By Sarge
Getting old sucks. I mean it stinks in many ways. Some things are becoming more and more difficult to do. Walking has slowed. Eyesight has dimmed. The singing voice has coarsened and the thought process has slowed. So, if you’re like so many people accompanying me into twilight from the limelight you’ll understand my displeasure at having to admit the volume of medicine I swallow and/or inject daily.
Each morning, I endure the indignity of the dreaded medication absorption process. I take six (6) pills/capsules for my heart condition and/or Type 2 Diabetes; then endure three to four Diabetes control injections dependent on the number of times I eat. Then I tolerate supplements (vitamins and minerals). My physician prescribed them, feeling my metabolic structure requires chemical balancing. For a specific period of time after this ordeal I rattle while walking as the sundry assemblage of pills, potions and encapsulated alchemical mass gyrates and collides freely in my gut. I love life and want to stay a part of it but, sometimes it’s hard work, unpleasant and more times than not, something I have to pay close attention to for survival.
I never believed I’d be 58 years old. It’s not a bad age.

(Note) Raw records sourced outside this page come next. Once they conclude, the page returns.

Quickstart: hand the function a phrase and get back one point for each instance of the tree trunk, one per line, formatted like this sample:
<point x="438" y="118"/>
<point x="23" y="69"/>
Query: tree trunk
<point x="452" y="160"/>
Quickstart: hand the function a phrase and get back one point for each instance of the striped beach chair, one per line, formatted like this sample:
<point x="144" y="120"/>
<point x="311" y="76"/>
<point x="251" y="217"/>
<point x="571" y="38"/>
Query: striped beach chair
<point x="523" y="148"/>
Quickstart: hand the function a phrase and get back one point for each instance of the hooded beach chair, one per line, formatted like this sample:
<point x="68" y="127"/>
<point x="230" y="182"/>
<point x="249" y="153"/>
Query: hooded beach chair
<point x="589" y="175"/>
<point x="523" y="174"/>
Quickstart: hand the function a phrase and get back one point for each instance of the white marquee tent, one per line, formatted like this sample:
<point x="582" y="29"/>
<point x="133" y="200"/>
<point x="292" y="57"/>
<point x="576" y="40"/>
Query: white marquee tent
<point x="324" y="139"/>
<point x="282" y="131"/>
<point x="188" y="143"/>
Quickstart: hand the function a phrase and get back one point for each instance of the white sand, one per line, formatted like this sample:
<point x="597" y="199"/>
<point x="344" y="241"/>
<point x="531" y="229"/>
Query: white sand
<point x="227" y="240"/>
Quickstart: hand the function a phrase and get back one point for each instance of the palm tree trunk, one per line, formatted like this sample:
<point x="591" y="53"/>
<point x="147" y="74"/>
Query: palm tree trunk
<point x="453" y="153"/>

I’m glad I’ve made it this long. That was never a given with the profligate lifestyle I once lived. Eat, drink and be merry was the motto. I ignored the AMA’s (American Medical Association) caveat: “with moderation”. I wanted to be the best, the strongest, the fastest; the most hardy and heartiest and the brightest.
Best: I never made it. Strongest: Came close (300 pound bench press – no hernia). Fastest: capable of downing a pitcher of beer in near record time. Hardy and heartiest: Could stay awake and party for days with minimal sleep, rest and/or recovery. Brightest: Not by a long shot-billions of brain cells lay dead , scattered and littered across the battlefield my mind (and life) once was.
It’s a darned hard thing to cope with at this time in my life. But I must take my medicine or I’ll die. It’s as simple as that. I hate the idea, but it’s my fault. It’s much like the sorry condition this country has developed into is YOUR fault. (You read that correctly. It’s your fault; and mine, and our predecessors going back to the turn of the century.)
America suffers from the licentious excesses of governmental extravagance and the accumulated decadence of Progressive political policies since the early twentieth century. We’ve been told and accepted we need to stay firmly attached to mother’s breast for life. Woodrow Wilson’s patrician, paternalistic and power-hungry belief the President should lead the government and the government should control the people is where it began. Hoover tried holding the Hydra of Progressivism in check but failed. The New Deal (government jobs provided an economic roadmap out of a depression) moved the theory along with Social Security which is very insecure lately. The New Deal and the Fair Deal continued fattening the pig Eisenhower turned into a pork roast. It’s now a Raw Deal suffering a fiscal aneurysm with deficits of unforeseen magnitude. And it keeps bulging dangerously.
Government assistance and Welfare became an expected norm for many people. People make a living through “professional” pregnancy and dependency. Government grew from politicians supplying what the people were told they wanted. Hand-outs, bail-outs and now we endure the fall-out of it all.
The American Dream’s becoming a nightmare we show no signs of waking from under the present administration. We must cut government spending. Trim waste. Create jobs in the private sector. Stop outsourcing jobs overseas. If it isn’t manufactured here-DON’T BUY IT! You can’t be a consumer unless you’re a producer. It’s time to grow up, get off of Mother’s Milk and take the strong medicine necessary for survival. Recognize now, that Mother’s tired and dry and there’s no wet nurse on the horizon-just some force feeding offered by an ugly stepmother looking to control and enslave you to her way of thinking. Get off of your knees Cinderella and do it right.
We must take our strong, unsavory medicine to get well.